Perspectivas sombrias

Naquela manhã de terça-feira Antero acordou com um estranho pressentimento.

Tudo indicava que iria chover.

Antes de dormir, naquela noite quente, pela televisão não se falava noutra coisa.

A tal endemia era a bola da vez. Pelo mundo inteiro só se ouvia noticias ruins. A Europa fechava fronteiras. O dólar foi às alturas. Pessoas eram confinadas como bois em período de engorda. Escolas antecipavam as férias. As ruas vazias indicavam que alguma coisa estava errada.

Idosos eram recomendados que não saíssem de casa. Medidas intempestivas eram anunciadas pela mídia sedenta de sangue.

Não bastasse a crise que assolava o país agora a situação iria piorar.

A tal pandemia ceifava vidas pelo mundo inteiro. O isolamento era evidente. O contato fraternal era desaconselhado. Abraços, afagos, carinho, deveriam ser banidos da espécie humana.

Mais e mais indivíduos desapareciam das ruas. O transporte coletivo mais e mais se esvaziava.

Empresas fechavam as portas. O comércio estava à mercê da bancarrota.

Foi naquela manhã, quente e úmida, que o velho Antero acordou.

Ao deixar a casa para ir à padaria encontrou a porta fechada. Caminhou alguns quarteirões. Debalde. Nada de encontrar qualquer estabelecimento aberto.
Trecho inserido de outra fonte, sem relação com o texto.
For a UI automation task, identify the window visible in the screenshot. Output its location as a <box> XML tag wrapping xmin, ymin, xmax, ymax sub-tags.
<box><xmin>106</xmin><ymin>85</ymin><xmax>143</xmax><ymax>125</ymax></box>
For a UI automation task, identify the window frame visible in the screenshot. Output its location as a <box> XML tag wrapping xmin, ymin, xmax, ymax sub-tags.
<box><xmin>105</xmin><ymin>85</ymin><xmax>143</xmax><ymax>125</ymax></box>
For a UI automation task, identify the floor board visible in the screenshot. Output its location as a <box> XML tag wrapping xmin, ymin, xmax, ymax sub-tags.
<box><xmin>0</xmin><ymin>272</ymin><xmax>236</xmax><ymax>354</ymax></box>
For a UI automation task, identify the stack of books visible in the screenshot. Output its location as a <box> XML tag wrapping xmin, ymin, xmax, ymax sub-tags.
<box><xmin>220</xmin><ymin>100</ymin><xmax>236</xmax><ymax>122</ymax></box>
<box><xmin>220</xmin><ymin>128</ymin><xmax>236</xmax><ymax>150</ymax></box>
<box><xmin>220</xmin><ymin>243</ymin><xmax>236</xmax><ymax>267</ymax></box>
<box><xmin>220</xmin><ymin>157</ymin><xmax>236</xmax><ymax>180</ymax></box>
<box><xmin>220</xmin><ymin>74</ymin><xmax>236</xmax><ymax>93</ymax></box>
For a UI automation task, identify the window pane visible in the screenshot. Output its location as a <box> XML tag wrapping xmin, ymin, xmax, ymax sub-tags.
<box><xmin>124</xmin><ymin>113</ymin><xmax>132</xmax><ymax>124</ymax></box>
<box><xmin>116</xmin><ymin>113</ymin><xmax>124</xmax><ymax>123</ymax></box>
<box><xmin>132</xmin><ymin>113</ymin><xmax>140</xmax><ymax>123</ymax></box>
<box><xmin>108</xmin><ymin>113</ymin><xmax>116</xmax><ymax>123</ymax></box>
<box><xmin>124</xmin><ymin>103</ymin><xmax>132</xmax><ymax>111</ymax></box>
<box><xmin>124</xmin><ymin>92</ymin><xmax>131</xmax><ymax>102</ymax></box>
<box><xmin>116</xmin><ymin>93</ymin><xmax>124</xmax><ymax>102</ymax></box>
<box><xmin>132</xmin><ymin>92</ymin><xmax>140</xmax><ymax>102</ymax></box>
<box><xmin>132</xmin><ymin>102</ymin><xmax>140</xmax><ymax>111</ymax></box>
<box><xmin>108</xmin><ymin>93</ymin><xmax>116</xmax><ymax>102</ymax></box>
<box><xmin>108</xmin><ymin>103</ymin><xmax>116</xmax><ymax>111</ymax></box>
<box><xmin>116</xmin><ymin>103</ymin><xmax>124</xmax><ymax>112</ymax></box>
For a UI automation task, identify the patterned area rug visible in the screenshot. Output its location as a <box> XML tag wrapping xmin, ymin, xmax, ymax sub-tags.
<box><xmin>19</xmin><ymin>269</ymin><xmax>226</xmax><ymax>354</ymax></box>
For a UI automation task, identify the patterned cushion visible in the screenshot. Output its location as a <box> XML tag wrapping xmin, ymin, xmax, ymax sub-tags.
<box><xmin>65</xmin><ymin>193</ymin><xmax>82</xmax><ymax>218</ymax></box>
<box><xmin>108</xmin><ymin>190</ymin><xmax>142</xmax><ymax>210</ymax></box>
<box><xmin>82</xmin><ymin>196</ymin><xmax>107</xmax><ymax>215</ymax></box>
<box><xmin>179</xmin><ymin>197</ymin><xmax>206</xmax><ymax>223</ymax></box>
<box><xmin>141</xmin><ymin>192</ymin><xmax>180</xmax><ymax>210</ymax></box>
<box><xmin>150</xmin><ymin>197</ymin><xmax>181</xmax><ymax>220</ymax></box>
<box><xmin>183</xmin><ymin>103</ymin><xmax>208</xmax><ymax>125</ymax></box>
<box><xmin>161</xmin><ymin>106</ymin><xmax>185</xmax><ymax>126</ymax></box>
Voltou a casa antes das seis e meia. Aos setenta e cinco anos jamais assistiu a tal estado de calamidade pública.

A bancarrota era evidente. Fábricas demitiam constantemente.

Na parte da tarde Antenor continuou no seu isolamento.  Passou a tarde inteira dentro do seu exíguo apartamento. Só lhe restava assistir a televisão. Pelo noticiário das onze e meia foi recomendado que continuasse a usar máscaras. Lavar as mãos esfregando-as freneticamente.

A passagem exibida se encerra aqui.